HF also targets the sale of the Sh1.3 billion K-Mall in Nairobi’s Komarock Estate.

In a previous interview, HF Chief Executive Robert Kibaara said they were in talks with potential buyers.

He said the sale of the over 88,000 square-feet shopping complex was pegged on the bank finding an anchor tenant.

This followed the exit of struggling retailer Tuskys Supermarkets, with Mr Kibaara revealing that HF was close to a deal with one of the “top supermarkets” to take the space.

“The discussions are ongoing with potential buyers. I can’t share the details yet as we are out to get the best deal,” he said.

He said the intention of developing the property was to serve the scores of housing units that HF had built for sale in the area.

“Now that we are at the tail end of selling all the houses that we have built-in Komarock - and you are aware that we have made a decision to exit property development - there’s no need for us keeping a mall,” Kibaara said.  

Selling chances

Getting a buyer for the mall was not hard as the area has no other significant mall compared to other areas that suffer from an oversupply of malls, he said.

“There are other malls nearby... the challenge has been that malls are close to each other, for example in Karen. Kangundo Road has become dual carriageway, then the completion of Outer Ring Road has seen an upsurge in population. A good investor will see this mall can work.”

Creditors are even giving one property to multiple auctioneers in a bid to increase selling chances.

For example, the Roof Garden Hotel in Machakos is being sold by both Garam Investments and Legacy Auctioneers.

In February last year, Garam Investments, one of the country’s top auction firms, announced it would sell the six-storey hotel, which is linked to former minister Gideon Ndambuki.

Ten months later, the hotel that is being sold to recover a Sh80 million loan owed to Housing Finance, is yet to find a buyer.
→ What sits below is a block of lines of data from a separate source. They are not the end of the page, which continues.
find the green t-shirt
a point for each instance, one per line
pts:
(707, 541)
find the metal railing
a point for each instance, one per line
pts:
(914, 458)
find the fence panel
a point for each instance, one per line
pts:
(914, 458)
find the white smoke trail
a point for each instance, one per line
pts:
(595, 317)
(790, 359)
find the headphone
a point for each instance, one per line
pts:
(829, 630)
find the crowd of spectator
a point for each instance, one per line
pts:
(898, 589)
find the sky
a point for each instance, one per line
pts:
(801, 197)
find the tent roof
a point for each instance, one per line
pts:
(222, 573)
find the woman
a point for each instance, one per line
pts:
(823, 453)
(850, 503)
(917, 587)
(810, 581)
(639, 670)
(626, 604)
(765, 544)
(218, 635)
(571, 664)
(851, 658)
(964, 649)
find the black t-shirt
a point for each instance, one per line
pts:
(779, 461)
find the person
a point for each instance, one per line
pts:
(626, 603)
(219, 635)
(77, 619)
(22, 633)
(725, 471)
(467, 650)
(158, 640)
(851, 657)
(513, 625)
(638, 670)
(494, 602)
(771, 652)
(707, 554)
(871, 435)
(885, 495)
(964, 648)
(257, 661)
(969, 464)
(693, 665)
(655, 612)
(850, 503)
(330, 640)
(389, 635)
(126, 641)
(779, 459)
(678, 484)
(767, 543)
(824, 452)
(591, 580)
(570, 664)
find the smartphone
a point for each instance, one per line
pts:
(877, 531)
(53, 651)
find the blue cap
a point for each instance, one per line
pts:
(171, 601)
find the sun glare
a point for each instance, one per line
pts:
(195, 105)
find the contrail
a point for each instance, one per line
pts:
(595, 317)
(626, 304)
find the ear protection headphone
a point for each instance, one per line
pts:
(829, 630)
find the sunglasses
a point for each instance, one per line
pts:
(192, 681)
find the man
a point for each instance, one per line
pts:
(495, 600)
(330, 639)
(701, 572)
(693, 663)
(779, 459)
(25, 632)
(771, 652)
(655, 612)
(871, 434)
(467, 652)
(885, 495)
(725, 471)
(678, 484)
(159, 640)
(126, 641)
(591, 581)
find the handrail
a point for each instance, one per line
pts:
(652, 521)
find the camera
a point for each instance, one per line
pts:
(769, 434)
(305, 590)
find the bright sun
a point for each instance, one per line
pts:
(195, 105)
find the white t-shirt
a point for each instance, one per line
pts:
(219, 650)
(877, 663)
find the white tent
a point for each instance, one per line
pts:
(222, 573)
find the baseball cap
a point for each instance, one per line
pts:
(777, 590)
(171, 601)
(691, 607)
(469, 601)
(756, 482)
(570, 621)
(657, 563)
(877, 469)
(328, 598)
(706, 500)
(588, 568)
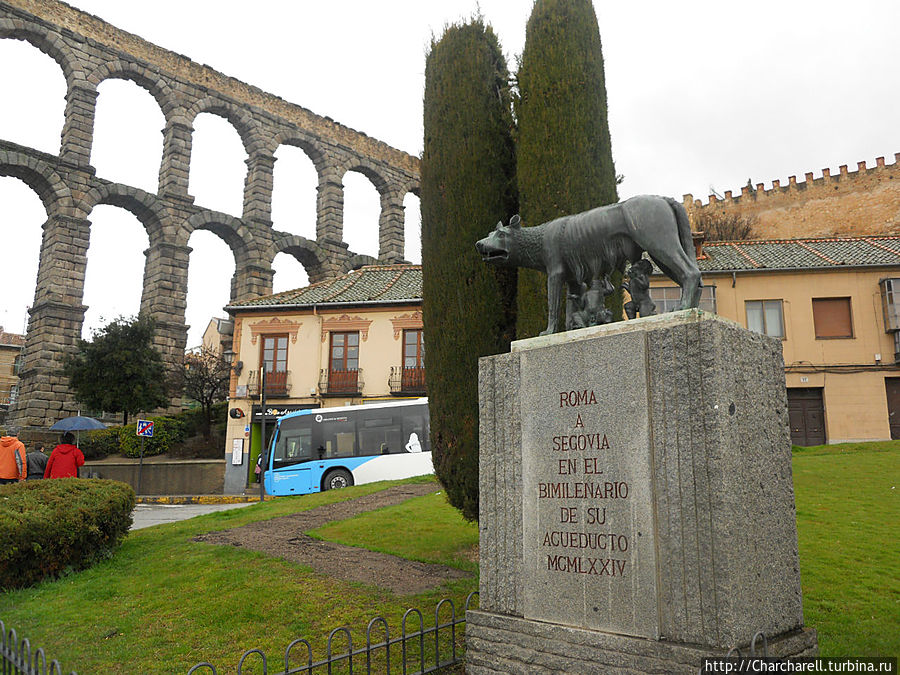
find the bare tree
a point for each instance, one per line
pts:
(205, 378)
(725, 226)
Countrywide, since last year lenders have repossessed a number of hotels as the pandemic devastated the hospitality sector.

Kenya Shield Auctioneers, for example, sought between Sh175 million and Sh190 million for the six-storey Laibon in South B consisting of 56 rooms, a bar, restaurant and offices sitting on 0.115 acres.
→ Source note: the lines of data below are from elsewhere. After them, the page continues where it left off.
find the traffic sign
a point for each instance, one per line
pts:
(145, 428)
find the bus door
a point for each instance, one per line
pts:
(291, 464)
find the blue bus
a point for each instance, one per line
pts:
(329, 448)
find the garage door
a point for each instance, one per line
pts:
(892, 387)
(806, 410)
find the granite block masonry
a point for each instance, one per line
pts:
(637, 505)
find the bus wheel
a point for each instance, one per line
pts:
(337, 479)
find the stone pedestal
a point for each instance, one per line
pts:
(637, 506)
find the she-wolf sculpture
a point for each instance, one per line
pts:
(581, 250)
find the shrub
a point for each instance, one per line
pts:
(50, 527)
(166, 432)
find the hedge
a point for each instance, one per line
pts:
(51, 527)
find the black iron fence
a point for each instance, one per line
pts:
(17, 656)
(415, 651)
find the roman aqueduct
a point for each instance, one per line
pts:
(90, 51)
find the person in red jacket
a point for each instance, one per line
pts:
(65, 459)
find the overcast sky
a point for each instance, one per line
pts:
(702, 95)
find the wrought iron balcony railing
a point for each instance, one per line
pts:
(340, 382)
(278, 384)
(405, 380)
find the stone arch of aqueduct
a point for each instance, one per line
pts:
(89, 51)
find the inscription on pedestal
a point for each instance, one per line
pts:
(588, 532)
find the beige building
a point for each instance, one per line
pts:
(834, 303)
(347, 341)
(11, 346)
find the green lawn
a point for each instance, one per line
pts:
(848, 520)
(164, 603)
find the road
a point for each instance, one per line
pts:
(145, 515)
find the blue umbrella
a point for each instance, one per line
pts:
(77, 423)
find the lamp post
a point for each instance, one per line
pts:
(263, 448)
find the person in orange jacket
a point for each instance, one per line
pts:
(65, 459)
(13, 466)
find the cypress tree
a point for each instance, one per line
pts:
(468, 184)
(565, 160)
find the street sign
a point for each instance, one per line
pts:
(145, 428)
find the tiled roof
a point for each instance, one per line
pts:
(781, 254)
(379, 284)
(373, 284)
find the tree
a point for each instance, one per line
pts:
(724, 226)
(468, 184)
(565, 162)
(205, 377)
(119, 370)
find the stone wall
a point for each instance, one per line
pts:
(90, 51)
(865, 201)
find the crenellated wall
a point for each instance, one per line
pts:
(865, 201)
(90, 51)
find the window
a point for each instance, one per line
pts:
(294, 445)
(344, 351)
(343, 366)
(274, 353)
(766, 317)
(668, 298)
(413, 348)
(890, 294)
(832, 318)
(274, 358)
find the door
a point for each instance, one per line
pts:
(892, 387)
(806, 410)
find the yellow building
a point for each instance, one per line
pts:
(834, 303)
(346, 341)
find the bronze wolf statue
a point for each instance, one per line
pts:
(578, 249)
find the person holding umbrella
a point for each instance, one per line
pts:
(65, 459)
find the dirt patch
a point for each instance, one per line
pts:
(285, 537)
Another hotel proving a hard sell for Valley Auctioneers is the Northgate in Makuyu.

Guesthouses have also not been spared, such as the Wilcah Resort Bar and Restaurant in Njabini, Kinangop. The facility is a three-storey commercial block with shops and accommodation rooms and was put under the hammer by Antique Auctioneers. 

A property slump in recent years now worsened by the Covid-19 pandemic has further depressed Kenya’s real estate sector.

Recent Central Bank of Kenya (CBK) data shows that defaults on loans advanced to the real estate sector rose by over Sh5 billion in the last quarter of 2020.

The sector recorded a 6.4 per cent increase in the non-performing loans from October to December 2020 to Sh61.4 billion, up from Sh57.7 billion in quarter three of 2020, said the CBK Quarterly Report.